La mission du colibri
Publié le 10 Février 2026
de Susana C. Otero (adaptations et illustration)
On dit qu'il y a de cela, tellement de lunes que personne ne se souvient du moment où les vastes terres Quechua ont souffert d'une terrible sécheresse, si terrible que les mousses et les lichens ont séché de telle manière qu'ils se sont transformés en poussière, le manque d'eau a affecté toutes les espèces, même si les roches sèches craquaient et se fissuraient.
L’air chaud devenait irrespirable et à mesure que les espèces qui fournissaient verdure et ombre disparaissaient, le paysage apparaissait stérile et menaçant.
Si les rayons du soleil ne cédaient pas la place aux nuages gris pour laisser la pluie bénie arroser la région, toutes les plantes et tous les animaux mourraient.
Face à de tels ravages, une seule espèce a résisté, avec un entêtement opiniâtre, elle n'avait pas besoin de beaucoup d'eau pour survivre dans le désert aride, c'était la plante que tout le monde appelait Qantu.
Malgré sa force pour croître et s'épanouir dans des conditions très pauvres comme le désert, la plante a commencé à perdre de sa luxuriance et il était imminent qu'elle se dessèche, voyant que sa vie s'éteignait, elle a mis toute sa vigueur dans le dernier bourgeon. .
L'effort de Qantu n'a pas été vain puisque cette fleur a subi une transformation inimaginable.
Bien que la chaleur infernale ait évaporé chaque goutte de rosée, pendant la nuit, le jeune arbre a pris des formes et des couleurs incroyables.
Lorsque les premiers rayons du soleil sont arrivés, la fleur s'est détachée de la tige et avant de toucher le sol sec, elle a pris son envol transformée en un petit colibri coloré et lumineux.
Le petit oiseau prit un vol rapide et, bourdonnant, s'est dirigé vers les hautes chaînes de montagnes, traversant la surface des vallées verdoyantes et des plaines profondes, mais, malgré sa soif, il vola de plus en plus haut, de plus en plus loin, de plus en plus loin.
Ses petites ailes ne se sont pas reposées un instant.

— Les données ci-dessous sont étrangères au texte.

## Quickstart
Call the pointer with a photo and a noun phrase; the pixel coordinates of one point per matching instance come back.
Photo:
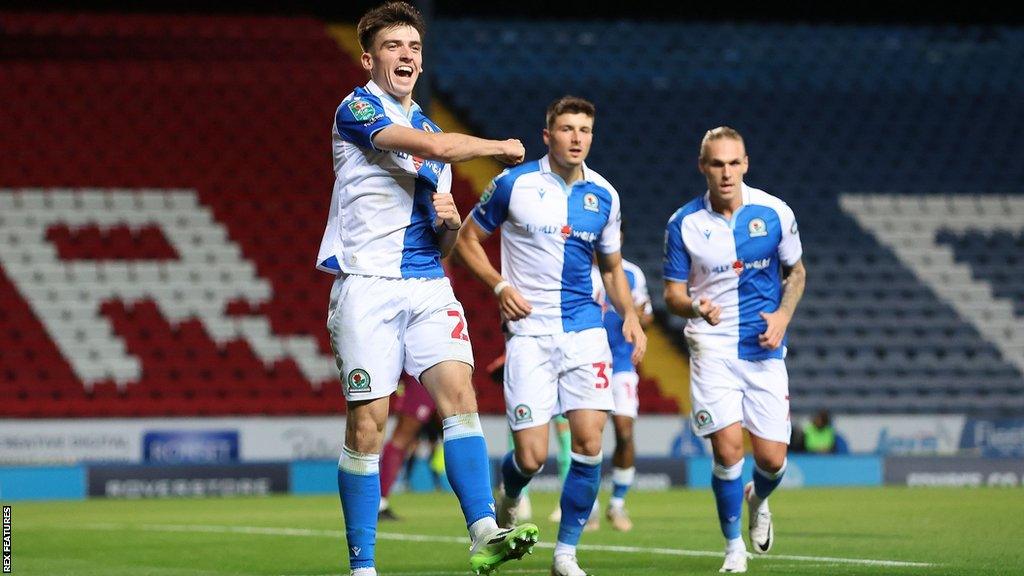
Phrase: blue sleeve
(358, 119)
(493, 208)
(677, 259)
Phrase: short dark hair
(388, 14)
(717, 134)
(568, 105)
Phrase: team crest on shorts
(487, 193)
(704, 419)
(522, 414)
(361, 110)
(757, 228)
(358, 381)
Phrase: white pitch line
(264, 531)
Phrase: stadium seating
(889, 142)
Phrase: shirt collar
(546, 168)
(379, 92)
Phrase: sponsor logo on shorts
(704, 419)
(522, 414)
(358, 381)
(757, 228)
(361, 110)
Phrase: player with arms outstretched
(391, 220)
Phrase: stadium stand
(912, 116)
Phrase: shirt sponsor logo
(738, 266)
(565, 231)
(361, 110)
(757, 228)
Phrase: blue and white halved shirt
(549, 234)
(735, 263)
(382, 220)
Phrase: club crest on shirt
(361, 110)
(522, 413)
(358, 381)
(757, 228)
(704, 419)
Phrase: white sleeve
(444, 180)
(611, 239)
(641, 297)
(790, 248)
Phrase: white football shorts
(756, 394)
(556, 373)
(624, 388)
(381, 326)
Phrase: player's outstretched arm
(450, 223)
(622, 298)
(778, 321)
(680, 303)
(469, 250)
(448, 147)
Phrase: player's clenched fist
(513, 152)
(445, 210)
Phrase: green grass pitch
(819, 531)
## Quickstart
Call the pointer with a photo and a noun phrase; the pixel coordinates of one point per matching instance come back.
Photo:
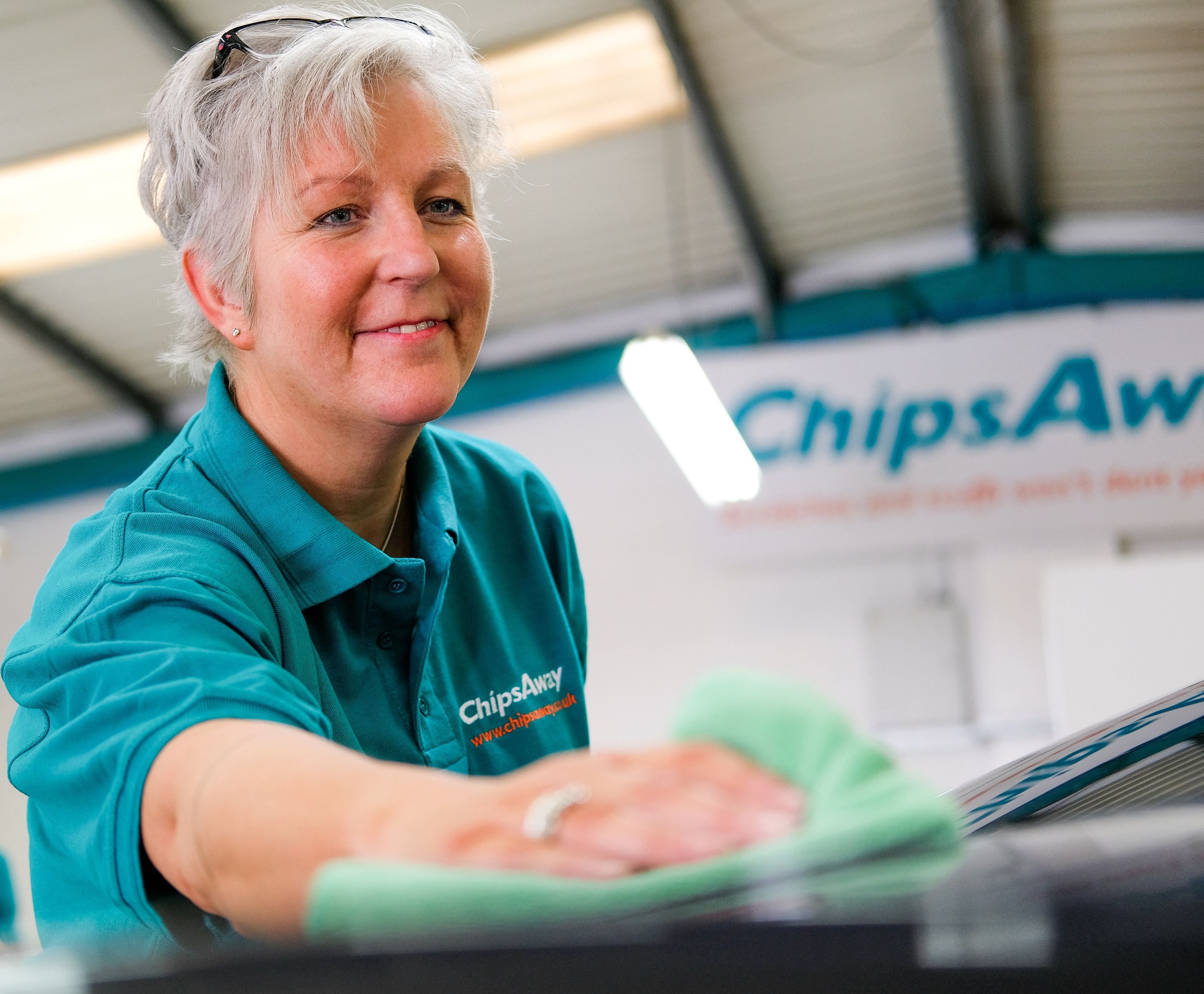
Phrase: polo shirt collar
(321, 557)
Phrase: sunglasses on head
(244, 38)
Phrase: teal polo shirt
(216, 587)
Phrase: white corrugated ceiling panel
(620, 220)
(73, 73)
(836, 153)
(37, 387)
(1120, 88)
(117, 309)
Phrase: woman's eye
(446, 208)
(338, 217)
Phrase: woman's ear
(223, 311)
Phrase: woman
(300, 629)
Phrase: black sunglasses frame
(230, 43)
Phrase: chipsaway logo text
(496, 704)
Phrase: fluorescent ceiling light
(599, 79)
(74, 208)
(665, 379)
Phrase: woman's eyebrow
(448, 168)
(357, 180)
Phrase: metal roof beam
(53, 339)
(757, 256)
(986, 49)
(165, 24)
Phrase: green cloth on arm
(859, 807)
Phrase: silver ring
(542, 821)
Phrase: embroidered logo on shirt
(496, 704)
(523, 720)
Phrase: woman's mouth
(419, 332)
(410, 329)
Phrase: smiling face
(372, 288)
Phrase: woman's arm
(238, 815)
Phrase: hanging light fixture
(665, 379)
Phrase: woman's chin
(416, 404)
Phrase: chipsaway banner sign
(1065, 424)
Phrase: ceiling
(838, 112)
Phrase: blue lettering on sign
(784, 421)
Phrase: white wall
(1120, 633)
(663, 610)
(29, 540)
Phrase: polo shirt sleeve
(560, 550)
(112, 666)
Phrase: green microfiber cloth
(860, 808)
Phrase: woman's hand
(239, 815)
(648, 809)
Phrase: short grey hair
(222, 149)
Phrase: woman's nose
(405, 251)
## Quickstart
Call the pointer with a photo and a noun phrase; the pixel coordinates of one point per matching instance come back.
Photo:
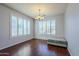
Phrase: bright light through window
(46, 27)
(14, 26)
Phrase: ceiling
(31, 9)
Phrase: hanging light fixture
(39, 17)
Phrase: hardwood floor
(35, 48)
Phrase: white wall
(72, 28)
(5, 39)
(59, 28)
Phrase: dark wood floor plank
(35, 48)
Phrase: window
(46, 27)
(14, 26)
(25, 27)
(20, 26)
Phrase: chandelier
(39, 17)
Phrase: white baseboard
(12, 45)
(69, 51)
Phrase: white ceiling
(31, 9)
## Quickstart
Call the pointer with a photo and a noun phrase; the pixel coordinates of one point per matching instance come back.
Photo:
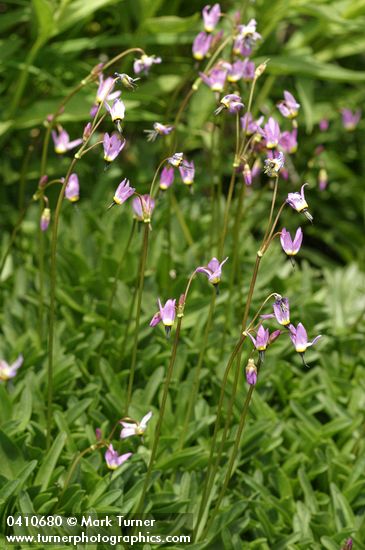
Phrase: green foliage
(298, 480)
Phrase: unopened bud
(97, 69)
(42, 181)
(181, 305)
(251, 372)
(87, 131)
(45, 219)
(261, 69)
(247, 175)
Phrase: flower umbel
(288, 106)
(158, 130)
(211, 17)
(143, 206)
(144, 64)
(113, 459)
(291, 246)
(166, 177)
(251, 372)
(298, 202)
(300, 339)
(72, 191)
(166, 314)
(123, 192)
(112, 146)
(187, 172)
(9, 371)
(134, 427)
(45, 219)
(62, 142)
(213, 271)
(274, 165)
(232, 102)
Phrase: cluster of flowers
(167, 313)
(114, 143)
(298, 336)
(267, 139)
(112, 458)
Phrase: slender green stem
(180, 216)
(138, 314)
(52, 308)
(129, 317)
(209, 478)
(233, 455)
(41, 242)
(115, 284)
(195, 387)
(160, 418)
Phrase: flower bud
(260, 69)
(45, 219)
(251, 372)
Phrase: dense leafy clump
(159, 265)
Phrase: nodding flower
(144, 64)
(9, 371)
(62, 142)
(112, 146)
(289, 106)
(271, 133)
(176, 160)
(45, 219)
(158, 130)
(274, 164)
(113, 459)
(291, 246)
(143, 206)
(201, 45)
(135, 428)
(299, 338)
(123, 192)
(72, 191)
(215, 79)
(104, 93)
(232, 102)
(187, 172)
(127, 81)
(252, 125)
(246, 38)
(322, 179)
(105, 90)
(117, 112)
(263, 339)
(251, 372)
(324, 124)
(350, 119)
(166, 314)
(213, 271)
(211, 17)
(298, 202)
(288, 141)
(247, 174)
(166, 177)
(281, 311)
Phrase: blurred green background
(299, 480)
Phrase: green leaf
(45, 471)
(45, 22)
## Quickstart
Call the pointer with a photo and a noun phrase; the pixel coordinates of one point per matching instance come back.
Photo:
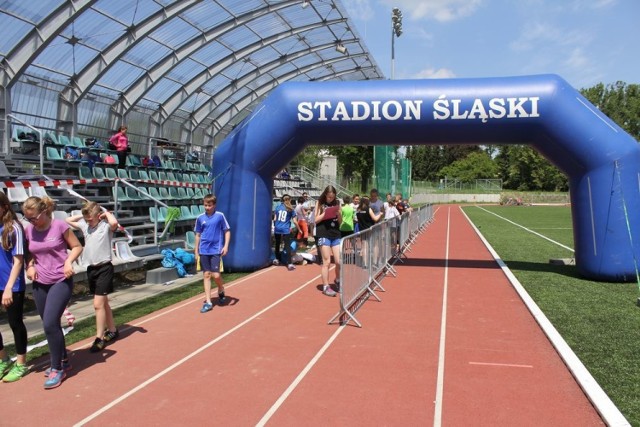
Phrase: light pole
(396, 31)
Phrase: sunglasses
(34, 219)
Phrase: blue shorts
(210, 263)
(325, 241)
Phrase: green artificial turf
(599, 320)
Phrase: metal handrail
(7, 138)
(156, 203)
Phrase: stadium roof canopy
(186, 70)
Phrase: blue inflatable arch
(601, 160)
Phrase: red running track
(451, 344)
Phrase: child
(212, 243)
(348, 216)
(97, 228)
(284, 215)
(12, 285)
(327, 217)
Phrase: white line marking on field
(508, 365)
(527, 229)
(299, 378)
(189, 356)
(437, 417)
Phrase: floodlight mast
(396, 31)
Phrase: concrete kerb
(83, 308)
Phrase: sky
(586, 42)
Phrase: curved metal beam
(141, 86)
(253, 74)
(94, 70)
(323, 78)
(202, 113)
(29, 47)
(180, 96)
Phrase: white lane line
(437, 417)
(527, 229)
(189, 356)
(163, 313)
(299, 378)
(508, 365)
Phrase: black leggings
(286, 251)
(51, 300)
(14, 314)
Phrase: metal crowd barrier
(367, 256)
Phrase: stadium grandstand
(179, 74)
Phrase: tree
(477, 165)
(523, 168)
(355, 161)
(310, 157)
(620, 102)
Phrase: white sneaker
(329, 292)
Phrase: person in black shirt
(327, 219)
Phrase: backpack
(187, 258)
(71, 153)
(170, 261)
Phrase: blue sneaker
(206, 307)
(55, 379)
(66, 366)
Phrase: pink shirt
(120, 140)
(49, 250)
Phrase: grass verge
(599, 320)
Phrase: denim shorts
(325, 241)
(210, 263)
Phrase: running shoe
(69, 316)
(66, 366)
(111, 336)
(17, 371)
(5, 366)
(206, 307)
(54, 379)
(98, 345)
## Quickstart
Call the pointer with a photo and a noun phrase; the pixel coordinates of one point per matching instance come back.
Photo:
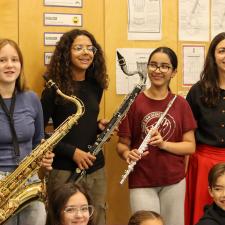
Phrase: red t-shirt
(159, 167)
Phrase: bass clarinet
(117, 117)
(144, 144)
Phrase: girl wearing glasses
(215, 213)
(70, 204)
(207, 101)
(157, 182)
(78, 68)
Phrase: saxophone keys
(78, 170)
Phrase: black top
(213, 216)
(210, 121)
(83, 133)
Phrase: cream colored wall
(9, 19)
(116, 37)
(22, 21)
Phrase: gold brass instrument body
(13, 189)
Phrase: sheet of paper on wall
(193, 62)
(217, 17)
(194, 20)
(144, 19)
(136, 60)
(64, 3)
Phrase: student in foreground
(143, 217)
(215, 213)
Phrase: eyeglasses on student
(90, 48)
(164, 68)
(84, 210)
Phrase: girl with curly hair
(78, 68)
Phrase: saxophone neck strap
(9, 113)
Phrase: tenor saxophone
(14, 193)
(117, 116)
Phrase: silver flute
(145, 142)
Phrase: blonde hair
(21, 84)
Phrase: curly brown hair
(209, 77)
(59, 69)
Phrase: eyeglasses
(90, 48)
(74, 210)
(219, 190)
(164, 68)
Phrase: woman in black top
(207, 101)
(78, 68)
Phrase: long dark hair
(58, 199)
(59, 69)
(214, 173)
(140, 216)
(209, 77)
(170, 53)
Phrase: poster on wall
(136, 60)
(51, 38)
(62, 19)
(64, 3)
(144, 20)
(193, 62)
(47, 57)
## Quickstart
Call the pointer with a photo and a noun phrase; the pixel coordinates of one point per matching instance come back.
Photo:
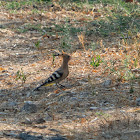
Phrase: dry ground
(85, 109)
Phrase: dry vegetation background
(102, 95)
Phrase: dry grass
(116, 115)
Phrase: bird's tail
(37, 88)
(44, 84)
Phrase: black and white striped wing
(54, 77)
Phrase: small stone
(39, 120)
(93, 108)
(29, 107)
(107, 83)
(138, 101)
(25, 136)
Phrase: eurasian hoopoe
(59, 74)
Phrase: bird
(60, 74)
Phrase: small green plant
(96, 61)
(37, 44)
(20, 75)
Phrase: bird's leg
(59, 85)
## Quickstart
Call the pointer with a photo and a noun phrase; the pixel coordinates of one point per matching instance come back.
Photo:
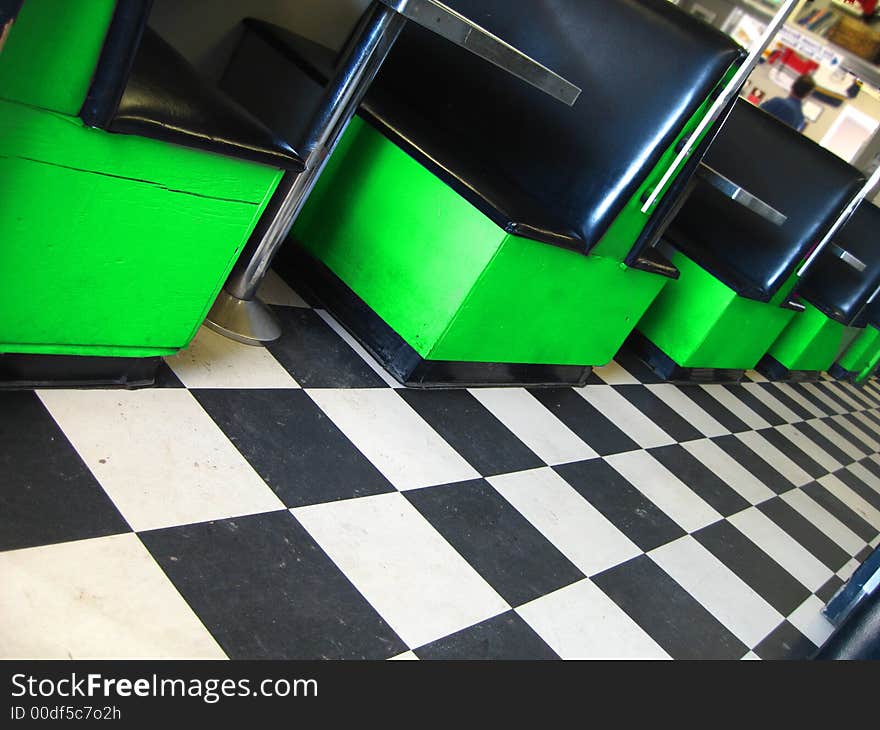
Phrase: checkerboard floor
(294, 502)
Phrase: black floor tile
(843, 513)
(504, 637)
(47, 494)
(787, 401)
(625, 506)
(766, 577)
(293, 446)
(659, 413)
(805, 532)
(829, 588)
(702, 480)
(785, 643)
(754, 403)
(667, 612)
(823, 443)
(759, 468)
(316, 356)
(711, 405)
(463, 422)
(799, 457)
(588, 423)
(503, 547)
(848, 436)
(871, 465)
(871, 496)
(265, 590)
(823, 407)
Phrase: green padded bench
(835, 293)
(470, 230)
(764, 198)
(129, 187)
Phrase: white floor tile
(358, 348)
(215, 361)
(851, 499)
(832, 405)
(784, 549)
(748, 616)
(808, 619)
(614, 374)
(394, 437)
(773, 403)
(835, 438)
(735, 406)
(810, 448)
(807, 405)
(824, 521)
(865, 475)
(740, 479)
(534, 425)
(159, 456)
(415, 579)
(867, 424)
(664, 489)
(102, 598)
(687, 409)
(625, 416)
(845, 573)
(860, 433)
(773, 456)
(577, 529)
(581, 622)
(845, 396)
(274, 290)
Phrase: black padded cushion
(800, 179)
(834, 287)
(534, 165)
(164, 98)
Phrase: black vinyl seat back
(805, 182)
(644, 66)
(143, 86)
(835, 287)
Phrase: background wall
(206, 31)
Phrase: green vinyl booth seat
(734, 296)
(835, 294)
(470, 230)
(128, 188)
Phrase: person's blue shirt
(789, 110)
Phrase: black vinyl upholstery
(833, 286)
(534, 165)
(797, 177)
(142, 86)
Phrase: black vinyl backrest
(644, 66)
(114, 65)
(835, 287)
(793, 174)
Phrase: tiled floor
(291, 502)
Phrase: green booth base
(809, 346)
(315, 281)
(464, 300)
(858, 356)
(700, 330)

Car son destin n’était autre que de trouver le bon créateur de toutes choses, qui vivait sur les plus hauts sommets.
Là où les nuages chatouillaient les collines enneigées vivait le bon créateur de toute la création et là il contemplait le nouveau jour, c'est alors que le parfum de la fleur de qantu emplit l'air.
Le créateur aimait cette fleur et n’osait jamais la couper de peur de la voir mourir entre ses mains. Sans perdre de temps, il chercha la plante dans les environs, mais c'était inutile, il ne vit qu'un petit et faible colibri qui sentait sa fleur préférée. Il ouvrit ses grandes mains, le petit oiseau se percha dessus et avec le dernier souffle de vie, il le supplia. Pitié pour la terre épuisée et desséchée, puis il laissa échapper un léger soupir et expira.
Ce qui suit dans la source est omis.